Bug #3659 | >1 concurrent update causes deadlock | ||
---|---|---|---|
Submitted: | 5 May 2004 10:34 | Modified: | 19 Jul 2004 13:39 |
Reporter: | Johan Andersson | Email Updates: | |
Status: | Closed | Impact on me: | |
Category: | MySQL Cluster: Cluster (NDB) storage engine | Severity: | S1 (Critical) |
Version: | mysql-4.1.2-alpha bk | OS: | FermiLinux LTS 3.01 |
Assigned to: | Magnus Blåudd | CPU Architecture: | Any |
[5 May 2004 10:34]
Johan Andersson
[7 May 2004 16:01]
Magnus Blåudd
update T38_INTRADAY_1MIN set MT_CRS_CLO=20.93, MT_CRS_HAUT=(GREATEST(MT_CRS_HAUT,20.93)), MT_CRS_BAS=(LEAST(MT_CRS_BAS,20.93)), MT_VOL=(MT_VOL+1472.0) where CD_REFERENTIEL='XPARFR0000127771' and DA_INT='2004-05-04 12:53:00' With the current table schema, this query will start a full table scan of T38_INTRADAY_1MIN, when the record is found an update of that record will be sent to NDB thus setting a write lock on the record.

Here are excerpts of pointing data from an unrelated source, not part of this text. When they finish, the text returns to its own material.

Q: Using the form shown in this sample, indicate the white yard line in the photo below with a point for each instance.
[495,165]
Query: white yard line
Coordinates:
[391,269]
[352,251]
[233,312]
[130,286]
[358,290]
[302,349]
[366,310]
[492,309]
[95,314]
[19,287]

That record lock will then be held until the rest of the records in the table has been scanned, and the the transaction can be committed. During this time(which can be long) it seems like the update transaction has timed out. And thus error 266 is returned. The other UPDATE also starts a scan which will not be able to pass the exclusive lock on the record that the first UPDATE has aquired. And subsequently that scan has timed out with error 296. So this is not really a deadlock problem, but a timeout problem. Solution: 1. Add an ordered index on CD_REFERENTIELL or DA_INT. KEY(CD_REFERENTIELL, DA_INT). This will allow a ordered index scan instead of the full table scan and thus it will take less time, thus allowing the two queries to finish without timeouts. 2. Use latest version. :) In the long run: 1. Add test cases for this where a long running full table scan is used to update only one or a few records in a big table. It should work to do it this way, even if it's slow. 2. Maybe the NdbConnection::refresh function has to be called from handler once in a while, but it would be better if this is done internally by NdbScanOperation if necessary.
[7 May 2004 22:56]
Mathias Herberts
Problem occurred even when both clients were not updating the same records. Problem did not occur with only one client, update was done in no time. As soon as the second client is interacting with the DB (even on differents rows since the test was also done with an additional ID column whose value was different for each client) the UPDATE leads to a 266 or 296 error being thrown.
[3 Jun 2004 17:37]
Mikael Ronström
WL 1822 Flush Locks when being locked in scan to avoid unnecessary deadlocks and WL 1823 Flexible time-out to avoid aborting both deadlocked transactions added for part of this problem Fix for scan time-out applied and pushed already
[8 Jul 2004 14:02]
Mikael Ronström
Fixed by WL 1822, 1823 and two bug fixes
[9 Jul 2004 13:20]
Johan Andersson
It should not be closed (yet). It has been very much improved. Deadlocks are a lot more infrequent, but they can still happen. I have two java applications connected to a mysql server connected to two ndb nodes. Martin has the Java program (Updater.java). The two applications are not updating the same data. The data is differentiated with an application id. Exception3: Deadlock found when trying to get lock; Try restarting transaction, message from server: "Lock wait timeout exceeded; try restarting transaction" stmt: com.mysql.jdbc.PreparedStatement@a470b8: UPDATE johan SET d='kalleankakajsaanka01' WHERE a=17692 AND aid =2 AND tid=1
[9 Jul 2004 13:44]
Johan Andersson
Hmm, I might have been to "submitter"-happy. I willl investigate this further. It is a very rare bug, and not easily reproducable.